Artificial Intelligence (AI) is a powerful tool that can be used to address complex sustainability challenges, from optimising resource use to judging environmental risks.

Expect to see sustainability-focused fund managers using AI more and more to handle the huge amount of information and data that’s now available to them. This could improve decision making processes and find new opportunities. Early movers could be putting themselves at a significant advantage to the competition.

Regulation changes

A lack of industry standard definitions and transparency has muddied the waters for responsible investors. The ambiguity has caused some fund managers to overstate the progress they’ve made at integrating sustainability into their investment processes – this is known as greenwashing. This has damaged trust in the industry, and increased investor scepticism.
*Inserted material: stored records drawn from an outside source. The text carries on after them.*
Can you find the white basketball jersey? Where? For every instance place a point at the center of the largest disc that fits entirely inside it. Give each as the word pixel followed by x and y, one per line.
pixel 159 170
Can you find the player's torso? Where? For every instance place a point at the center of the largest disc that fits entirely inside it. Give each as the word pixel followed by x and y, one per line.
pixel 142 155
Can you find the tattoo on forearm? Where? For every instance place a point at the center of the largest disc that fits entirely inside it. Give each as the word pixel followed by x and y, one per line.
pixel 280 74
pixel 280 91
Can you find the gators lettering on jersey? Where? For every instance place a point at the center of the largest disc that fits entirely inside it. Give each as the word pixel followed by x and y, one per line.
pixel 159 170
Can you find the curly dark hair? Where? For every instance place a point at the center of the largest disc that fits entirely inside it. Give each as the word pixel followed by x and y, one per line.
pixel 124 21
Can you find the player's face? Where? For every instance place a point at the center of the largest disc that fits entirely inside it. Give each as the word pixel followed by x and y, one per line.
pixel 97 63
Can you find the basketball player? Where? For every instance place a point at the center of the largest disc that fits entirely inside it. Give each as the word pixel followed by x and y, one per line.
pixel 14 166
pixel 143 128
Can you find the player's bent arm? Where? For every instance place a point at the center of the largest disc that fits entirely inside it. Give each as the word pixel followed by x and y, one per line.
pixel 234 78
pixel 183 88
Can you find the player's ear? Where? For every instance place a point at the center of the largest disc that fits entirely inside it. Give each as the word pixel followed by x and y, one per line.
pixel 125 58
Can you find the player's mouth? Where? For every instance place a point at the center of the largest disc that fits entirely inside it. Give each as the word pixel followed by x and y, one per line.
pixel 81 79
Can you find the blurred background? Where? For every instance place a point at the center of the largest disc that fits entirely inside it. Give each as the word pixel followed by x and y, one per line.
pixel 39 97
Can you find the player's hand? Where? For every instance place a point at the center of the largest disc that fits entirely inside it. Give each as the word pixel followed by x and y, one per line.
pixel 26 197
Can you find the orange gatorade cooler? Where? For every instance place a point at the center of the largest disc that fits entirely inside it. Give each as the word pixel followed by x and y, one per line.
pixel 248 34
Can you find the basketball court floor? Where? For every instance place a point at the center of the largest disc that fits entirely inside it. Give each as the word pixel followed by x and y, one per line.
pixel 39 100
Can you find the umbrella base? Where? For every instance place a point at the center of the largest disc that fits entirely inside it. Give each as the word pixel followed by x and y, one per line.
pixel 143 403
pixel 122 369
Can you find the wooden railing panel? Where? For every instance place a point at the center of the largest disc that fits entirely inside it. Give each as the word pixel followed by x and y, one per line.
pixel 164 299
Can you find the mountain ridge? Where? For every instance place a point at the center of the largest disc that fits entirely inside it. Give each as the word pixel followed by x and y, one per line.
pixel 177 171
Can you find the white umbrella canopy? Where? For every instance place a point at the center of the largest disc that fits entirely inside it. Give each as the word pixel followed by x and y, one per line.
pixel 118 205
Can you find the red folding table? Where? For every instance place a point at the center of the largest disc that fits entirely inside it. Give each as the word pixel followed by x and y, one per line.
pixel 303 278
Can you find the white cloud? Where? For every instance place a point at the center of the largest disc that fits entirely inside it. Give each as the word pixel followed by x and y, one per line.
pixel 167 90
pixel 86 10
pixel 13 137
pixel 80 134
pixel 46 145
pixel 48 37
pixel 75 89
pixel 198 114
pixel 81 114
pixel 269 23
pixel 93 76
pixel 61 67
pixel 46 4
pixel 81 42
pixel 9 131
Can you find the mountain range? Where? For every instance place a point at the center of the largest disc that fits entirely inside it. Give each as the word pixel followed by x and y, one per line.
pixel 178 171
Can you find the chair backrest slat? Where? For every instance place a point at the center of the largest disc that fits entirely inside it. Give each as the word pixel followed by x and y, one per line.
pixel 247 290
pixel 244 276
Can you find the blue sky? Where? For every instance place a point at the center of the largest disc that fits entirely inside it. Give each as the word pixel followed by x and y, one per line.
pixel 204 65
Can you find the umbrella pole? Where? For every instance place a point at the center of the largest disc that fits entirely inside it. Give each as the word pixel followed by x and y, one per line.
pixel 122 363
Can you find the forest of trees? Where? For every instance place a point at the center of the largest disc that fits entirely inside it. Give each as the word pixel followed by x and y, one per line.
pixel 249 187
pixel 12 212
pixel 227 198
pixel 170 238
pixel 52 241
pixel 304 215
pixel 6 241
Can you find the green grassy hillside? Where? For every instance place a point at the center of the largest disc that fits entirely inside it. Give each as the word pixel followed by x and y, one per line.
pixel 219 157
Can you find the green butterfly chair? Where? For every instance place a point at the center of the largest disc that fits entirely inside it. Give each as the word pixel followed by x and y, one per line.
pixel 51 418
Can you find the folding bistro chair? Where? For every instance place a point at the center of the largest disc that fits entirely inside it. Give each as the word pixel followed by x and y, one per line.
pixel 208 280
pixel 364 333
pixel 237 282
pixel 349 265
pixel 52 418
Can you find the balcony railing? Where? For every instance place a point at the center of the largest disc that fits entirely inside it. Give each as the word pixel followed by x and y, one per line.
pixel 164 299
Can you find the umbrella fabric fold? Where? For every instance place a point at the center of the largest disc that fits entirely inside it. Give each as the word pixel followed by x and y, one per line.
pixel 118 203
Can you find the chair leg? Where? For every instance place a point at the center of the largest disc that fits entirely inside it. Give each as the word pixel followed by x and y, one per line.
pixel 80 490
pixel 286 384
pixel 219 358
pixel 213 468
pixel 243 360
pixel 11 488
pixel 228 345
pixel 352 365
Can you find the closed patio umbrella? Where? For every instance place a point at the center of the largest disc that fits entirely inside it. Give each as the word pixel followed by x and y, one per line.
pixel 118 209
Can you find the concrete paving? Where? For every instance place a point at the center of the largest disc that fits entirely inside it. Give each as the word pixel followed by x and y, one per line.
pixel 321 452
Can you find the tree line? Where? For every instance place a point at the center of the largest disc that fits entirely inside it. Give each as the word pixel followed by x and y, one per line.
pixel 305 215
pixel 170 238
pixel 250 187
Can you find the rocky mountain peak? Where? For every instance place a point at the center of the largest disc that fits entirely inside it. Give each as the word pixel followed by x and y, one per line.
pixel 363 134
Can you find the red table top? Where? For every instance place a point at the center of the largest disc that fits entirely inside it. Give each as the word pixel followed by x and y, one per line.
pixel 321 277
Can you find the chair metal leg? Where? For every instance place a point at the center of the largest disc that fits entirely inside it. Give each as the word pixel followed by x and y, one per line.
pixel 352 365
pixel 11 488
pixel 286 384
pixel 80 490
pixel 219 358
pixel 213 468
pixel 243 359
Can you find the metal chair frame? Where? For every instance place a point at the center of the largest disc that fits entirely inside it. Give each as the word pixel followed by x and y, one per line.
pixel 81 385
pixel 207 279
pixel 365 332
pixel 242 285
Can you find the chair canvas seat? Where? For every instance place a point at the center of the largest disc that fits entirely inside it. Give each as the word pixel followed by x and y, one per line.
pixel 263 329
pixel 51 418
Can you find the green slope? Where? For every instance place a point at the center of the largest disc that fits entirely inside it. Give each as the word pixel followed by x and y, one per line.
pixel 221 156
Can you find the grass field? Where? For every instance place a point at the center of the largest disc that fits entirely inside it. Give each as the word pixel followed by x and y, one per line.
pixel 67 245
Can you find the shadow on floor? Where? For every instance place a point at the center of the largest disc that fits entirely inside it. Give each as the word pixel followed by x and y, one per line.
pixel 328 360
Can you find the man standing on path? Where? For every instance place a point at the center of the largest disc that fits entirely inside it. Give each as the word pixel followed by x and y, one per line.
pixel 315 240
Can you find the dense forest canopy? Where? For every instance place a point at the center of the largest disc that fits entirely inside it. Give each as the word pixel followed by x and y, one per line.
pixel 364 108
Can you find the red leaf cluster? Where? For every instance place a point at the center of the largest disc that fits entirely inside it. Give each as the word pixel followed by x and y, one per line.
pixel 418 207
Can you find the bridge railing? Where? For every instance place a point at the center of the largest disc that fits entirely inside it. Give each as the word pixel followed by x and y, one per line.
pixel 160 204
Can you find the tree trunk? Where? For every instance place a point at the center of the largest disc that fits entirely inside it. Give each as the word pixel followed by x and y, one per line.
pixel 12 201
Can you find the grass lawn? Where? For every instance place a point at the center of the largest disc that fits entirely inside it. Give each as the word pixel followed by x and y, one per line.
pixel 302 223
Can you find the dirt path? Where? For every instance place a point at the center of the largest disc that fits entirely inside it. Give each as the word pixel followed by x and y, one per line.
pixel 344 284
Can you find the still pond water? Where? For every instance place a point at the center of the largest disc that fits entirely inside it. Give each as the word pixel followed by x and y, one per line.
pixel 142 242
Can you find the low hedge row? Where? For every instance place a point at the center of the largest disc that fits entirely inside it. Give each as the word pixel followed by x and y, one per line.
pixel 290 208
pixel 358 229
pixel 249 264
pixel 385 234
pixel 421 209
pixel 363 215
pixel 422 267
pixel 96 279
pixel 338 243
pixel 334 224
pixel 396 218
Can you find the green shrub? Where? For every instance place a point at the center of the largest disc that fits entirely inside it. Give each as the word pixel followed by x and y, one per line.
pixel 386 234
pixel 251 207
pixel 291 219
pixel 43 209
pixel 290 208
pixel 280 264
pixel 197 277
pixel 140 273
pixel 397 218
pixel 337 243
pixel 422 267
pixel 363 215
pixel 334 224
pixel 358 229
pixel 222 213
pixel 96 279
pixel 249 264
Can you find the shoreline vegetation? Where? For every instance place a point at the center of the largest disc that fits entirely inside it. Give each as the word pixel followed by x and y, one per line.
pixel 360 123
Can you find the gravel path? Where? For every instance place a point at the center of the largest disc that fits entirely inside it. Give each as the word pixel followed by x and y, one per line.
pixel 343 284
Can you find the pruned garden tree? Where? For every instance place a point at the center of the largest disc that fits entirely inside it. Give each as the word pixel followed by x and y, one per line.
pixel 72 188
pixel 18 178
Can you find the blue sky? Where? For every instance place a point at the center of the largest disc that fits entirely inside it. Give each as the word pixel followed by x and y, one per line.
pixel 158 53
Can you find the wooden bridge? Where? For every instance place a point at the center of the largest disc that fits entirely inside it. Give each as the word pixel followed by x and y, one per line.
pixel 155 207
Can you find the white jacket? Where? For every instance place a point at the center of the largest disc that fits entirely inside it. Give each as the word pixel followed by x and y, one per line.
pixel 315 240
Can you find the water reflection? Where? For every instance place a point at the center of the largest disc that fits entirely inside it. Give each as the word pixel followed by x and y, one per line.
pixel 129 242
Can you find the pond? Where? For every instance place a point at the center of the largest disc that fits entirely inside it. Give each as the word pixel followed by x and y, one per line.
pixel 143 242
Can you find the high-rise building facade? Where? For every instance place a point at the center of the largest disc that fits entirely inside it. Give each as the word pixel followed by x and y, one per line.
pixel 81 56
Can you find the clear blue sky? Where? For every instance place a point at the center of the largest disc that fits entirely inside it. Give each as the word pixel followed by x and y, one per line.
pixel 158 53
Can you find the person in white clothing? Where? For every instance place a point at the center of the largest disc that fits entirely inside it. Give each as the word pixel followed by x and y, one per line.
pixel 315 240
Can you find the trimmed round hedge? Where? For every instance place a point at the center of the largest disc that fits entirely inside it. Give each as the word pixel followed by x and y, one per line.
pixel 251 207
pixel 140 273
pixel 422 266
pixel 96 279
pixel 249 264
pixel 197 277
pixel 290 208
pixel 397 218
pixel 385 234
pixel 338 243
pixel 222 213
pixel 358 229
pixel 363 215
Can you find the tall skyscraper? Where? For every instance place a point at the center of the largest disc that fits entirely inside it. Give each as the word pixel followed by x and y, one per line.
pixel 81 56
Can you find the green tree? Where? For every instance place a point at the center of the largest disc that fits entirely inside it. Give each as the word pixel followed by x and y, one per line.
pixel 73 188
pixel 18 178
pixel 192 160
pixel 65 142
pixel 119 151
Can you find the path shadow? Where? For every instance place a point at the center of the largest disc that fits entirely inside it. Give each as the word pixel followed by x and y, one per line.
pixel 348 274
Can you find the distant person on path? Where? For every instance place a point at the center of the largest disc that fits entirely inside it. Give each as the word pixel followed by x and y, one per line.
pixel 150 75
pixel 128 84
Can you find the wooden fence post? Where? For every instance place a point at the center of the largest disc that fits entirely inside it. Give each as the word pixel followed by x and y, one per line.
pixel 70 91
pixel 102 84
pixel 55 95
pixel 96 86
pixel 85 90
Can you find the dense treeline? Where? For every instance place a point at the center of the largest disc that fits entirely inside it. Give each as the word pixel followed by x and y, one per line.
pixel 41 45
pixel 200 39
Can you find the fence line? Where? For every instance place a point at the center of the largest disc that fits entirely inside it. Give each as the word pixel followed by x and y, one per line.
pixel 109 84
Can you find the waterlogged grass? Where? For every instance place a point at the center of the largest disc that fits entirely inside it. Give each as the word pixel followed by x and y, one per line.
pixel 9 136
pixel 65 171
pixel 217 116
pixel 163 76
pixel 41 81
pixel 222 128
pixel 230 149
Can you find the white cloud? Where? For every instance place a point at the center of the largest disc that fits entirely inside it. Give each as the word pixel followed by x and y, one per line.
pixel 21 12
The Financial Conduct Authority (FCA) recently introduced its Sustainability Disclosure Requirements regulation to try and fix this. With strict new requirements for funds that want to market sustainable characteristics coming into force later this year, it means that sustainable funds will need to sort themselves into one of four buckets:

  • Sustainability Focus – Invests in sustainable assets underpinned by a strong, evidence-based standard for sustainability.

  • Sustainability Improvers – Invests in assets with the potential to become more sustainable over time, including in response to stewardship.

  • Sustainability Impact – Invests in companies that provide solutions to environmental or social problems.

  • Sustainability Mixed Goals – Invests across different sustainability strategies aligned with the other three categories.

Rising expectations

Companies with unsustainable practices, like those in areas like fast fashion, might face increased scrutiny. For instance, the EU and Switzerland generated 7mn tonnes of garment waste in 2020, with about 70% ending up in landfills or incinerated. The fashion industry is also responsible for roughly 10% of global greenhouse gas emissions.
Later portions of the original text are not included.